The cheerleader non-sequiturs sound like they were transcribed from the consciousness of a very weird person

So I was discussing Glee with someone, and got into a minor difference of opinion over those cheerleader characters. My conversationalist (if that’s the word I want, and it isn’t) thought Brittany and Santana are weak links, while last night’s episode confirmed them as my favourite part of the show.

This despite the fact that I’m not a huge fan of “dumb” characters. But Brittany’s not “dumb” in the sense of just being not very smart. She’s dumb in the sense of being completely insane — every word that comes out of her mouth implies that she is kind of psychotic in a chirpy way. It’s like instead of being stupid in our world, she’s living in another world where she is the smartest person alive. And the lines she gets are kind of like Ralph Wiggum lines from the golden age of The Simpsons, except aged up a few years:

Dolphins are just gay sharks.

Sometimes I forget my middle name.

She’s the one they made me talk to when they found out I was keeping that bird in my locker.

“‘Ballad.’ Who knows what this word means?”
“It’s a male duck.”

I find recipes confusing.

Sue is funny, but you kind of know what she’s going to say in a given situation, and like most of the characters on Glee, she talks in what Jeremy Mongeau compared to Futurama-speak — dialogue that is very arch and “writerly” and doesn’t sound like human beings communicating.
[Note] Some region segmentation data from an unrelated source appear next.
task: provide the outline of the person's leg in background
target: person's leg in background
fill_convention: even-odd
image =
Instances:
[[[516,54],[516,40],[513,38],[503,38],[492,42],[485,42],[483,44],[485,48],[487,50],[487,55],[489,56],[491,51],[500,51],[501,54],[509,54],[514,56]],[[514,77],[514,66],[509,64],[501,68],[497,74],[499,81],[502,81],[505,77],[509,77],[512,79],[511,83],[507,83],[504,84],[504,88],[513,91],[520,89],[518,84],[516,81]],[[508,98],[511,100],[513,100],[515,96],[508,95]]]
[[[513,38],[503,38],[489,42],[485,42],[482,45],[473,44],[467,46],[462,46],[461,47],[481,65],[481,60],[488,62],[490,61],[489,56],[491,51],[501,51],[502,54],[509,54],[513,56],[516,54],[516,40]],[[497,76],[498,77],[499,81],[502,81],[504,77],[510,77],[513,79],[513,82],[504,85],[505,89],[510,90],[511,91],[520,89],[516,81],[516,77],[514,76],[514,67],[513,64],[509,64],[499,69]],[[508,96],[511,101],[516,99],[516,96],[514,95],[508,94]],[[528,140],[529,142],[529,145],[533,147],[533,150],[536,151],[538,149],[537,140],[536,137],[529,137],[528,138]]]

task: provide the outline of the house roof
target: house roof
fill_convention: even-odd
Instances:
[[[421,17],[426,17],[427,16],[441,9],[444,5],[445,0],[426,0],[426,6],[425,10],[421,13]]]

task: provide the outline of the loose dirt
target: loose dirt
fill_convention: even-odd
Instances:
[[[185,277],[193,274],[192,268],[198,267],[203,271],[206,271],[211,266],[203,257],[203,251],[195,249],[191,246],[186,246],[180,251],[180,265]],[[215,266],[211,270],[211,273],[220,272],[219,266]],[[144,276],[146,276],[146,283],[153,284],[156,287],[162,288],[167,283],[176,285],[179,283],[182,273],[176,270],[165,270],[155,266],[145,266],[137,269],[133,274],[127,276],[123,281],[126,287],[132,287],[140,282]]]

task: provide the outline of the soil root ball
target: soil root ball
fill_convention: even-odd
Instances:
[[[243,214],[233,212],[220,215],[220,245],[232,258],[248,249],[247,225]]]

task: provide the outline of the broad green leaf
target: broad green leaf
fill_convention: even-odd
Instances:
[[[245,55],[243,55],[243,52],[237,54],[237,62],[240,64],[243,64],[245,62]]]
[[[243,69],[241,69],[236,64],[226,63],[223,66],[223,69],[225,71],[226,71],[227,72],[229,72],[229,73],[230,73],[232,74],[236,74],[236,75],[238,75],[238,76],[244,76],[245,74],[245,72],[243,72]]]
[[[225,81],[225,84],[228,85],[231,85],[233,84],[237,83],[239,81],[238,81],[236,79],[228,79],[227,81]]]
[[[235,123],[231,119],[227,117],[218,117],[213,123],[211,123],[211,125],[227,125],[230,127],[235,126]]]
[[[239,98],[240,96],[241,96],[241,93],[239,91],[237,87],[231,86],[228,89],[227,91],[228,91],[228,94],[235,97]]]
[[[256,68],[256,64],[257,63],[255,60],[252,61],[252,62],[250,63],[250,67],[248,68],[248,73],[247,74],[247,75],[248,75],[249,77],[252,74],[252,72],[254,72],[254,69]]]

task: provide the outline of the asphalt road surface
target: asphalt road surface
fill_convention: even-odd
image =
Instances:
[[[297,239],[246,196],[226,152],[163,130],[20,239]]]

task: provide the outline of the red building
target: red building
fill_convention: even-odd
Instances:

The cheerleader non-sequiturs, on the other hand, sound like they weren’t so much written as transcribed from the consciousness of a very weird person. And that makes Brittany, strangely enough, more of a plausible human being than some of the other characters. Anyway, I definitely think Heather Morris is one of the best TV airheads since the days when Michele Matheson was by far the best thing about Mr. Belvedere.